Zur Beschreibung von Social-Media-Usern, denen es Lust bereitet, andere Menschen zu beleidigen und zu verletzen, allein um des Beleidigens und Verletzens Willen, hat sich die Gemeinschaft auf den Namen Troll geeinigt. Die Etikettierung für das, was gerade im Zusammenhang mit dem jüngsten Gaza-Krieg passiert, steht noch aus.
Seit Beginn der Kämpfe vor 24 Tagen fluten Menschen, deren einzige Verbindung nach Israel oder Gaza Nachrichten und Gerüchte sind, die sozialen Netzwerke mit Bildern, Videos und Meinungen. Was in vielen Fällen sicherlich als ernstgemeinte Empörung gegen Gewalt und Tod begonnen hat, oder auch als ernstgemeinte Verteidigung des Staates Israel angesichts altbekannter Hassattacken, ist zu einem unkontrollierten Strom geworden, der ohne jede Differenzierung geschweige denn Verifikation pauschalisiert, verurteilt, bedroht, und so viele Menschen und Meinungen wie möglich mit sich zu reißen sucht. So werden Palästina-Unterstützer zu mordlüsternen Judenhassern, Israel-Unterstützer zu arroganten Islamophikern und rationale Menschen zu formbaren Werkzeugen, die Hass duplizieren - am laufenden Band.
Facebook- und Twitter-User sind Teil einer propagandistischen Hassmaschine - ob sie wollen oder nicht. Das Schlimme daran ist, dass die meisten es offensichtlich immer noch nicht verstanden haben - oder es nicht verstehen wollen.

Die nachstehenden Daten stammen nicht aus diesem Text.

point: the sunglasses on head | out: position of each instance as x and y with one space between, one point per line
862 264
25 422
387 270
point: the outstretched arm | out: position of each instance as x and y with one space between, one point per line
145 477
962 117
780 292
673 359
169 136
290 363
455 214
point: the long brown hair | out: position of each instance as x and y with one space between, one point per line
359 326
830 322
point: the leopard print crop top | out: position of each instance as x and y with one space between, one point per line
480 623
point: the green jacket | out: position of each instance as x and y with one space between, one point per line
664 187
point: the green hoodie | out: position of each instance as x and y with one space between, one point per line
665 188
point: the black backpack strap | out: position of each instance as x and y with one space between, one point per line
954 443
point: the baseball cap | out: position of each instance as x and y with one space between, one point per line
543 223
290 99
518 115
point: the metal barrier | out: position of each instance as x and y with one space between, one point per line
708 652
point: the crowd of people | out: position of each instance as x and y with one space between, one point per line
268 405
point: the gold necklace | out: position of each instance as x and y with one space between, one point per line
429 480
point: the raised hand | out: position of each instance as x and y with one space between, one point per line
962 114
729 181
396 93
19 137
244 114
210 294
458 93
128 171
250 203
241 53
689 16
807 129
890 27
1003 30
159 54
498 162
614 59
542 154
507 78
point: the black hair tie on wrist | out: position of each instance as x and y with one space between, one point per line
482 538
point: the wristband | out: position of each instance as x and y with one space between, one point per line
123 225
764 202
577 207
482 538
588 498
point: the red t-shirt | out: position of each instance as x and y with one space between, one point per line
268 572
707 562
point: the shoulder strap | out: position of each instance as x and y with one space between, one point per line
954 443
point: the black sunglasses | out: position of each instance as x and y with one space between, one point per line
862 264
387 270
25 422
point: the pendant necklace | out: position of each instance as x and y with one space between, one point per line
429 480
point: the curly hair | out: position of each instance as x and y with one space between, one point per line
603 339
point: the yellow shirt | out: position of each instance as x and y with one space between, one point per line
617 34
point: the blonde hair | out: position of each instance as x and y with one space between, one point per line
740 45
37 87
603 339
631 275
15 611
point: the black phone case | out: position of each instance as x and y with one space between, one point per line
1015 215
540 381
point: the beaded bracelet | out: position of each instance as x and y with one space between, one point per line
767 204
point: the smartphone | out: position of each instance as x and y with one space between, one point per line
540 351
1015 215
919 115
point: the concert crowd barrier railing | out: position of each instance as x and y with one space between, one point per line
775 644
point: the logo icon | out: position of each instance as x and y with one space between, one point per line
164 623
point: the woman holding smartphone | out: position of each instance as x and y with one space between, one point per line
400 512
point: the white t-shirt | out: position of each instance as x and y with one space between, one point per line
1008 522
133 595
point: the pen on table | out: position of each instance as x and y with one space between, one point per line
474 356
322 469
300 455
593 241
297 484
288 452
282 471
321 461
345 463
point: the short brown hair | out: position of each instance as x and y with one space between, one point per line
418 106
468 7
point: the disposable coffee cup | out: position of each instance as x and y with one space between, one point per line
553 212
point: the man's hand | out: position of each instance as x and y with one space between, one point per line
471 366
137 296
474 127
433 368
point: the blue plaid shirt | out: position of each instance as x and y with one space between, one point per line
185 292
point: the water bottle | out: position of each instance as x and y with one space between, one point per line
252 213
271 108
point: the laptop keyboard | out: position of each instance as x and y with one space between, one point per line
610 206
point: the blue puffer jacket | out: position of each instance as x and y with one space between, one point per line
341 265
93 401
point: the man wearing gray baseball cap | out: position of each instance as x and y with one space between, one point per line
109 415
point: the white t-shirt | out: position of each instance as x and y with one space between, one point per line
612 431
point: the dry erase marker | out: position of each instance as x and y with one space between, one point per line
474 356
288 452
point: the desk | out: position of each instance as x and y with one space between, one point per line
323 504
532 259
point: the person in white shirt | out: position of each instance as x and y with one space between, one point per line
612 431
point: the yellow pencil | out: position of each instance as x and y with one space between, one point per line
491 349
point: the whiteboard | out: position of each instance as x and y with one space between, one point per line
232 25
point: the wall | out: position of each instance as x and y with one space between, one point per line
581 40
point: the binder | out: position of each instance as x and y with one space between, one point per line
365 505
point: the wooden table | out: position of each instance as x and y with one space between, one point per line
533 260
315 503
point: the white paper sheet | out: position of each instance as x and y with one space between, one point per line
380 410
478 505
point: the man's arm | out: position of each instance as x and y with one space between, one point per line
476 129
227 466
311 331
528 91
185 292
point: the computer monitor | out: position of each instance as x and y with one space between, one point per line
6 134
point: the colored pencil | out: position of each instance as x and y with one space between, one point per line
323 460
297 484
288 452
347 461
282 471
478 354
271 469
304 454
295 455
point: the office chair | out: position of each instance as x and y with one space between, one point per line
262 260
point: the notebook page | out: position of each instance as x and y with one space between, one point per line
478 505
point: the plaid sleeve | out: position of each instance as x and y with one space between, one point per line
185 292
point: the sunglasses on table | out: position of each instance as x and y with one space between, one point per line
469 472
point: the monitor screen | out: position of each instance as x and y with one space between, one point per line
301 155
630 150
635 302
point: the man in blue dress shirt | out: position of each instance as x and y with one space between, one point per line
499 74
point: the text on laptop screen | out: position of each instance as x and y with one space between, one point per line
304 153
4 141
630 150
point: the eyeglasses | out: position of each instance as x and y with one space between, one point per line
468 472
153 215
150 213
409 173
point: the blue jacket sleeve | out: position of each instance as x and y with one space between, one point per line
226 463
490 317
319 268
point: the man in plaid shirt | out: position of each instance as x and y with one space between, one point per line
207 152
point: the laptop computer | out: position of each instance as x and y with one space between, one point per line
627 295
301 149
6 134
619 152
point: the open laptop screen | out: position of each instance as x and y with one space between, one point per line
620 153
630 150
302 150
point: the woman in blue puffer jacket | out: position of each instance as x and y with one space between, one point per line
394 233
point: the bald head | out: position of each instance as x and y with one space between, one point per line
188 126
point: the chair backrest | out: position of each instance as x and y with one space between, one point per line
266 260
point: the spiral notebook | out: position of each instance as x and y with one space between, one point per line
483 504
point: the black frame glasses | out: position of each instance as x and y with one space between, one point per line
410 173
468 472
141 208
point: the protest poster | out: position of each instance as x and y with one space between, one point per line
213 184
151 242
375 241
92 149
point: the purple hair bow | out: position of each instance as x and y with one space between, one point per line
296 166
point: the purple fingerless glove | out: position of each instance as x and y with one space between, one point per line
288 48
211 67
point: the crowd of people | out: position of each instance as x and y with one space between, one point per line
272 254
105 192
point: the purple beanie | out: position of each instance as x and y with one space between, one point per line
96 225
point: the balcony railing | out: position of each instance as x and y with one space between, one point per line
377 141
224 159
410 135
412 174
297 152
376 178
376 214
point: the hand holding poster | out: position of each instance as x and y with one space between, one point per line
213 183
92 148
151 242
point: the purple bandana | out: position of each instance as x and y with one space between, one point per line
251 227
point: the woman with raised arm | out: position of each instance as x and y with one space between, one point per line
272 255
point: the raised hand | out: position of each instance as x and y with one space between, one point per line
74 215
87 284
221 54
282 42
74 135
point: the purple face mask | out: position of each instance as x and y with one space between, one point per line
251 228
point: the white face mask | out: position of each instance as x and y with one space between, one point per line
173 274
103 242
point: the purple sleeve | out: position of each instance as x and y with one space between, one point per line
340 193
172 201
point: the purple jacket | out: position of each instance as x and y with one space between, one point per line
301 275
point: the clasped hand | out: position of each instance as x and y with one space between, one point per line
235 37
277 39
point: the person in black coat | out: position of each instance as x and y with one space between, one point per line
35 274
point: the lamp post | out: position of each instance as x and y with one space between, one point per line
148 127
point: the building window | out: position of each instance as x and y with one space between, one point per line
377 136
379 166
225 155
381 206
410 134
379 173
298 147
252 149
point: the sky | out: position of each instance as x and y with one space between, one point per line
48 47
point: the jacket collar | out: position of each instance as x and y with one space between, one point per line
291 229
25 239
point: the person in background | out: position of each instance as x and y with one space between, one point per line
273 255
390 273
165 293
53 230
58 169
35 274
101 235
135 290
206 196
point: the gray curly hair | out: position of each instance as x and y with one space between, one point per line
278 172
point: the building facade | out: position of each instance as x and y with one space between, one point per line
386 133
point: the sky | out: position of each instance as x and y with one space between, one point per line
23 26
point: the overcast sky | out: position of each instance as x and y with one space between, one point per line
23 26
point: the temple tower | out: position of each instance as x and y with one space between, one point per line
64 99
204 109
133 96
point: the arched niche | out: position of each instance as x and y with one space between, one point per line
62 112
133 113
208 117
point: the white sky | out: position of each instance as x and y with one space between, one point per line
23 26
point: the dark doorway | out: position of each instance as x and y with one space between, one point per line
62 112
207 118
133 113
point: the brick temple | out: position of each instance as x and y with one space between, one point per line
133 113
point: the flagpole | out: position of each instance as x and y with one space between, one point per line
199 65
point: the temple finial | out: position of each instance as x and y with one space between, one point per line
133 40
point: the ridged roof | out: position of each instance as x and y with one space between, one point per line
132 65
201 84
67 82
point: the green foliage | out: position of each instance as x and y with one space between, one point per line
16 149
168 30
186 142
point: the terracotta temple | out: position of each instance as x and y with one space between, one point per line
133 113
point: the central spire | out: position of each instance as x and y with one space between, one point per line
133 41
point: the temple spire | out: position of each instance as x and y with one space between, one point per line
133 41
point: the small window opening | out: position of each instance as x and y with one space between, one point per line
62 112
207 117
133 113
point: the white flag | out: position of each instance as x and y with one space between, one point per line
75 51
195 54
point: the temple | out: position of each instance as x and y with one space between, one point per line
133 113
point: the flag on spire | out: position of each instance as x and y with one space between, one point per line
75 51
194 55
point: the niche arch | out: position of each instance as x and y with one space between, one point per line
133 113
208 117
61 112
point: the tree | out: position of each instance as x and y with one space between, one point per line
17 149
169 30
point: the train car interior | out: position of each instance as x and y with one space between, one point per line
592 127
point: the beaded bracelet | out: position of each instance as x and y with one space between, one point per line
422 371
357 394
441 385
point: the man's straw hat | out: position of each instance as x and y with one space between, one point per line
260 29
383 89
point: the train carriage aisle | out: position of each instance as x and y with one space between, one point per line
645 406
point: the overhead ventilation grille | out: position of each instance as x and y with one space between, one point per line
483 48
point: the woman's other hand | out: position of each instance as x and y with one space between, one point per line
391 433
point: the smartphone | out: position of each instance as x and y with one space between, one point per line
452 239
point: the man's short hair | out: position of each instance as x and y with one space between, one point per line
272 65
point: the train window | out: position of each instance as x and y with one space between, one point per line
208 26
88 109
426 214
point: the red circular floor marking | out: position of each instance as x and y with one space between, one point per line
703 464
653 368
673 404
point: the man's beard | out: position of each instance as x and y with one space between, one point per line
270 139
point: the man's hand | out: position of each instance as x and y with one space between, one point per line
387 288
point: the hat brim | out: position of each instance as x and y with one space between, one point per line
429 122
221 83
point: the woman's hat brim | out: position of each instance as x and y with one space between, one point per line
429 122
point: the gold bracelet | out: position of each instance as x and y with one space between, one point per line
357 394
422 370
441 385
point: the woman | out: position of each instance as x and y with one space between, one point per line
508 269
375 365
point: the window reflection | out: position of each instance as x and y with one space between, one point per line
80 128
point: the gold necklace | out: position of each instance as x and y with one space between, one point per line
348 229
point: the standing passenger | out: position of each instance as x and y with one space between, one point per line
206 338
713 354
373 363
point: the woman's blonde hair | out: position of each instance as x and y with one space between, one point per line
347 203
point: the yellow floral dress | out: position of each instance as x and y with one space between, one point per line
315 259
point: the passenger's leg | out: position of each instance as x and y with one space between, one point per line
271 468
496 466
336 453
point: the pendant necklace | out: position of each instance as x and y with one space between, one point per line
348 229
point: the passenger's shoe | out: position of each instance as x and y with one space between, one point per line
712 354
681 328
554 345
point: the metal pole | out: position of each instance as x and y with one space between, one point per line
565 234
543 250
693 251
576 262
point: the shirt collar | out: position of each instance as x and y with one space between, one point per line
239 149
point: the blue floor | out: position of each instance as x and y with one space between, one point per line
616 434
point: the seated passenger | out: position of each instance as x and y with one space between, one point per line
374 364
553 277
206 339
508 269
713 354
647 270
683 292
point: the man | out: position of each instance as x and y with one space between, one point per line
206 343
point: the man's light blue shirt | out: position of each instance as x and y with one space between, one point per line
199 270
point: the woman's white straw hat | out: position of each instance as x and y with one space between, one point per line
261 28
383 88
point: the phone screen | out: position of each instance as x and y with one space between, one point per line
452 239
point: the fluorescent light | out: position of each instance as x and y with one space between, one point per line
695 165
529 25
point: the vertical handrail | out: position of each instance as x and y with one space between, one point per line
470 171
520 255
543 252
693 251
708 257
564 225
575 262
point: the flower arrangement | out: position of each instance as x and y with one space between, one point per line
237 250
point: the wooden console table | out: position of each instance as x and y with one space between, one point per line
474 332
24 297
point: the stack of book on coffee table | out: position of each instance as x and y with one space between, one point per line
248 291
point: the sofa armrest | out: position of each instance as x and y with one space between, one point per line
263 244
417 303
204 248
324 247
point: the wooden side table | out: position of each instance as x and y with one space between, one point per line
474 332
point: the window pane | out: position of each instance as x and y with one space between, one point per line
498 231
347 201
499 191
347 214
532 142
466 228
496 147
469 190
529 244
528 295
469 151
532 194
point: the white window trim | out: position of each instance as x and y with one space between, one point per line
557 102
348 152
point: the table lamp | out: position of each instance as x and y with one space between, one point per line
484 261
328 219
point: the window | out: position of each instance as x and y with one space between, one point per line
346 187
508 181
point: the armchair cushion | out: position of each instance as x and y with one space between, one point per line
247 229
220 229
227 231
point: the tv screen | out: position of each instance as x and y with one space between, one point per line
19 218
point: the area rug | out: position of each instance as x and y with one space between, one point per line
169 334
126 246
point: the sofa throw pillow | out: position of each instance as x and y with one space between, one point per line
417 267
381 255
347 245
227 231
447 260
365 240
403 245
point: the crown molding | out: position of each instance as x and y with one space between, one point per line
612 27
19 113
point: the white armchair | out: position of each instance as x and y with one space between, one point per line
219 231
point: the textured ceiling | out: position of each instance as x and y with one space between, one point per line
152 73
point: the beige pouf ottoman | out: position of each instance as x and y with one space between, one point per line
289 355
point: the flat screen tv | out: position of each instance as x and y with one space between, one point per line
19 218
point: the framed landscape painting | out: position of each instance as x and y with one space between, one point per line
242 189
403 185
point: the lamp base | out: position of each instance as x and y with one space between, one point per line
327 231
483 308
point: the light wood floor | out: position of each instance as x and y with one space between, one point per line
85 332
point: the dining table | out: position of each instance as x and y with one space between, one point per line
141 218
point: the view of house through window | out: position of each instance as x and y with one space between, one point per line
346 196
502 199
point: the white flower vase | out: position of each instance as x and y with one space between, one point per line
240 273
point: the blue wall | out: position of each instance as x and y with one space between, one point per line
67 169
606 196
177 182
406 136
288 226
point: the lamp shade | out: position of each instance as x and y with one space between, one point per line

Teile und herrsche funktioniert im Netz ganz wunderbar
Denn diese Hassmaschine profitiert von unseren Online-Gewohnheiten, genau genommen von unserer Faulheit. Seien wir mal ehrlich: Schauen Sie jedes Video, das Sie teilen bis zum Ende? Lesen Sie jeden Artikel bis zum Schluss, ehe Sie "Teilen" klicken? Haben Sie sich jemals die Mühe gemacht herauszufinden, wo Fotos oder aufwühlende Bildmontagen herkommen? Haben Sie jemals ihren "share"-Reflex unterdrückt und eine Minute lang versucht, sich des Themas wirklich bewusst zu werden, abzuwägen? Oder wollten Sie nicht vor allem eines: Teil von etwas sein?
Teile und herrsche funktioniert im Netz ganz wunderbar, wenn User unachtsam "nach-posten", wenn aus dem "share" ein Vertrauensvorschuss wird, den man im realen Leben niemals geben würde. Deshalb posten nicht nur aufmerksamkeitsgeile Nachwuchsrapper, sondern auch friedensliebende Tangotänzer plötzlich Hassparolen. Dass sie damit Feindschaft säen, den Krieg anheizen und somit indirekt Mitschuld tragen am Sterben, kommt ihnen offenbar nicht in den Sinn. Sie sitzen ja "nur" an einem Keyboard.
So haben wir uns von den sozialen Medien erziehen lassen: Alles, was wir nicht mögen, ist zum Kotzen, und jeder, der es trotzdem mag, ein Vollidiot. Unsere der Trägheit geschuldete Dummheit ist zuweilen beeindruckend. Wer hätte gedacht, dass wir dafür über Leichen gehen.